Storytelling Festival Fellow

In 2017 we invited nationally recognized local storyteller, Sam Payne, to join the festival on an ongoing basis as Weber Storytelling Festival "Fellow." In this role he performs at a variety of events throughout the year, promotes the festival in Utah and nationally, and advises the executive committee. A regular performer at the Weber Storytelling Festival, Sam has been featured at other festivals large and small, all over the country. Also, Sam hosts The Apple Seed: Tellers and Stories, a radio program on the art of storytelling, broadcasting daily on Sirius XM 143. 
 

Fellow's Message
 

Dear Friends,

Twenty-two years ago, I stood on the stage of the very first Weber Storytelling Festival as the opening act for the great storyteller Ed Stivender. It was a chilly morning, under big, white tents on the lawn of Weber State University. My parents were in the audience. I told a story about an ancestor of my father – an ancestor who froze in a snowstorm. Ed delighted and enriched us with a wonderful story about defeating a giant. As my parents and I left the tent, we could hear little bits of conversations all around us from other festival-goers. We heard stuff like this:

“I know a story about a giant too! In MY story…”
“Did I ever tell you about the snowstorm I was in? In that one…”
“Your grandpa was a terrific storyteller. He’s the one who taught me to…”
“I wonder if I could find that old storybook. There’s a story in there that goes…”

On and on they went, all around us. I figure the three or four stories on stage that morning sparked a hundred more.

Some years ago, I had lunch with a very old woman who told me something about her life that has stuck with me. She said, “All my life, it’s been like I’ve been putting things into a sack. Now that I’m old, I’m taking some of those things out of the sack and living on them.” I thought it was a very lovely statement. I imagined all of the achievements, relationships, books read, oceans waded in, boys danced with, and football games cheered on, all stored up – and now, at the end of her experience, ready to be taken out and savored again.

The stories you’ll hear at the Weber Storytelling Festival will have you reaching into your own sack of saved-up stories and sharing them with the people you love. That kind of sharing is delicious. It builds us up like good food builds us up. It helps us understand and appreciate one another better than almost anything there is.

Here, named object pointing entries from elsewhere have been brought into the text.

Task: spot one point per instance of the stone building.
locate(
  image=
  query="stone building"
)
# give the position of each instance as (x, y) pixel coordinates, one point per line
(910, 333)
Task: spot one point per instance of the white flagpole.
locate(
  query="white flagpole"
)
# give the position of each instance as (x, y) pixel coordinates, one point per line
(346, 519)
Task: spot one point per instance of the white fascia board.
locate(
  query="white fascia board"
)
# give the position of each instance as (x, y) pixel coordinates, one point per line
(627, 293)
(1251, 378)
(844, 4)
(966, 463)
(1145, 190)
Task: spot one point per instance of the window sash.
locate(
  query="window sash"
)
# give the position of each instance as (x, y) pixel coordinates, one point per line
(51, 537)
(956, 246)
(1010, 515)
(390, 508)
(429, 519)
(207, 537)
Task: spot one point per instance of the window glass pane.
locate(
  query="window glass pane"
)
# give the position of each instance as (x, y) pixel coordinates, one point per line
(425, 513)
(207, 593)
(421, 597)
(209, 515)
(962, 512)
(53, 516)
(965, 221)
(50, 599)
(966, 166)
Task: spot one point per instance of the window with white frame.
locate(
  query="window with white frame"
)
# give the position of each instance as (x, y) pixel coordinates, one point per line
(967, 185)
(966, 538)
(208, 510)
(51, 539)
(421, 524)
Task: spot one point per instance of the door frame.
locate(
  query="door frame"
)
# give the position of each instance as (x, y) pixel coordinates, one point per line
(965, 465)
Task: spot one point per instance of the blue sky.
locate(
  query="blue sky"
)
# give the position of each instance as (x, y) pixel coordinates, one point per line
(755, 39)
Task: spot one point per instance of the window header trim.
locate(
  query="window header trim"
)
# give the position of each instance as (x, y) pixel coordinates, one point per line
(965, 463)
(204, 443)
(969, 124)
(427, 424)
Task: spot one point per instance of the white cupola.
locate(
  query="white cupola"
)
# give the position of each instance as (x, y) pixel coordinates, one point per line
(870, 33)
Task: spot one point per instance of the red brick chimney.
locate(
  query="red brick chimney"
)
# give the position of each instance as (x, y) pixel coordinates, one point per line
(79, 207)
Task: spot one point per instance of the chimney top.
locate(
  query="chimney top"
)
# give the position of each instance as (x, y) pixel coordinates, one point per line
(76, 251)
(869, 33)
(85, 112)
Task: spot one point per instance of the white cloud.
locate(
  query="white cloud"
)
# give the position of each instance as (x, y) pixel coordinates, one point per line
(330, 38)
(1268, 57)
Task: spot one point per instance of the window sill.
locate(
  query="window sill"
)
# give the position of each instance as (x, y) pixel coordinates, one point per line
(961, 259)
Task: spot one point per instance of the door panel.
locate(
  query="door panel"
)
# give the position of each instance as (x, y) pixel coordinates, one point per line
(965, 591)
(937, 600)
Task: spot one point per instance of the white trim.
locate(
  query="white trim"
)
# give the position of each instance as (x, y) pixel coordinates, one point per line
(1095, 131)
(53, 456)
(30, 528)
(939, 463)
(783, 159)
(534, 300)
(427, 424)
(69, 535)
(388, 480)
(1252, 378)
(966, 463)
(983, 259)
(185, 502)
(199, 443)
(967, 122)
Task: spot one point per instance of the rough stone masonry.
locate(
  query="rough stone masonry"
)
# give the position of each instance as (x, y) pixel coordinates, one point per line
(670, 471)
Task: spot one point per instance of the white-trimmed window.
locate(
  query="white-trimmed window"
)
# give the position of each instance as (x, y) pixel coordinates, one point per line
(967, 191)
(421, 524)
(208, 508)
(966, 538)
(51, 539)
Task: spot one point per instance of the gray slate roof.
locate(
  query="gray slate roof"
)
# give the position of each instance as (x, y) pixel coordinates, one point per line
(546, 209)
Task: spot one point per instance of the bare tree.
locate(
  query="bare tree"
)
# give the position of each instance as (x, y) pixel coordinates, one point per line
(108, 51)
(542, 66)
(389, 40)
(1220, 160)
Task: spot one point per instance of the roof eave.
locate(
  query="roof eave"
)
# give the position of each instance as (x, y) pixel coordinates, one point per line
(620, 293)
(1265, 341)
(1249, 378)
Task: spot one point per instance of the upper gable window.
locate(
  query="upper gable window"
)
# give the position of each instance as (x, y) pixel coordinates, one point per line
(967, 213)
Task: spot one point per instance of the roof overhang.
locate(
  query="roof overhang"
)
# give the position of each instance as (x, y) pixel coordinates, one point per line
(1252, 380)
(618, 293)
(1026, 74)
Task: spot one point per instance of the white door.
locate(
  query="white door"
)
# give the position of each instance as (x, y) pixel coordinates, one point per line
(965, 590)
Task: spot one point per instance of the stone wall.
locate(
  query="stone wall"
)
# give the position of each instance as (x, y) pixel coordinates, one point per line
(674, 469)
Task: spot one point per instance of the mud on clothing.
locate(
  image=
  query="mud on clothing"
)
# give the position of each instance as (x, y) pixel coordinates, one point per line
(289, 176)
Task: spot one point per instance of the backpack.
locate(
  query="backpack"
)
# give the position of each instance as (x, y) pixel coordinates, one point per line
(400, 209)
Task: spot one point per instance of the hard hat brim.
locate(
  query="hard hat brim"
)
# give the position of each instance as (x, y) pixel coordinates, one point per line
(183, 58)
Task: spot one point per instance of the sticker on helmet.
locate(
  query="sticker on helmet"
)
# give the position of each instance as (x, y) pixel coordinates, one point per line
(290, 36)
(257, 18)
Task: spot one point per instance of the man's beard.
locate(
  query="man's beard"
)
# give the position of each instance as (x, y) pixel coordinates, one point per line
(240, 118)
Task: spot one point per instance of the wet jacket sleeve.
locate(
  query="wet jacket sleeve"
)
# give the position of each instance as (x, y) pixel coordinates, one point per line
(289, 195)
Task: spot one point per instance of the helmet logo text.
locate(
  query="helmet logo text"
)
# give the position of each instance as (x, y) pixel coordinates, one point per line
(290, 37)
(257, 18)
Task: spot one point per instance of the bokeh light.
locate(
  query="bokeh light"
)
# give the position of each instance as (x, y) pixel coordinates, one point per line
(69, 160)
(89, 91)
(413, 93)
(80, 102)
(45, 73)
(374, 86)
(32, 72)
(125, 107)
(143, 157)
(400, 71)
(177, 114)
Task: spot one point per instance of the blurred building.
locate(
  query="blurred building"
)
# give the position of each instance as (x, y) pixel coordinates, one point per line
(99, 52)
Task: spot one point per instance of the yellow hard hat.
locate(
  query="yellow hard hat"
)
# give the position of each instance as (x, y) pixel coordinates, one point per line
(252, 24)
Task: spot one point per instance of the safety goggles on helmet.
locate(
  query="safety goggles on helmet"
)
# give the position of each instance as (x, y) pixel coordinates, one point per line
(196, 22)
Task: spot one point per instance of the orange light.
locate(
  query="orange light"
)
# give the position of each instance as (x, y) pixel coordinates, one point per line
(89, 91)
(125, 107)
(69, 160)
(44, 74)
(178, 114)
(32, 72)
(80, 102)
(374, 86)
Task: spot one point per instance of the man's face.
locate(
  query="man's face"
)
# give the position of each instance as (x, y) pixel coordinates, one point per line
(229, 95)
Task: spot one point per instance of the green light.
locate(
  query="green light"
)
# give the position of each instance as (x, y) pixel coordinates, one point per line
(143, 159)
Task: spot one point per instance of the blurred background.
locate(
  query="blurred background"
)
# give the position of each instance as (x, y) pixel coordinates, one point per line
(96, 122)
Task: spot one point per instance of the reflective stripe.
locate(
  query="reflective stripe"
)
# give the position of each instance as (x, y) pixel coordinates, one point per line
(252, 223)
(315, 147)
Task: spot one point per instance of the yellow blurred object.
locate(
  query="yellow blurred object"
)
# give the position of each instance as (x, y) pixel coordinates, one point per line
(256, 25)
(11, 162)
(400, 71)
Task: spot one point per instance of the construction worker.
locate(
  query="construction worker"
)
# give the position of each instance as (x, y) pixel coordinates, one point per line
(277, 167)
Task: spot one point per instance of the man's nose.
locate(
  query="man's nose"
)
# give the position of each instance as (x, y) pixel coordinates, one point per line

This is an exciting time for story-lovers in Utah. Fueled by twenty-two years of great experiences at the Weber Storytelling Festival, people are going home and inviting loved ones together to share stories in smaller, more intimate spaces. It’s the era of coffee house storytelling shows and living-room storytelling parties. It’s an era in which prisons and hospitals and churches and at-risk youth programs are trusting storytelling to do the heavy lifting in their incredibly important work. What a wonderful thing it is to warm our hands at the bonfire of stories told each year at the festival – a bonfire from which we can carry away embers and light fires of our own.

We hope you love the stories you hear at this year’s festival. And we hope that your family dinners, car rides, living room chats, and walks in the hills ring with your own stories, long after the falling of the festival’s final curtain.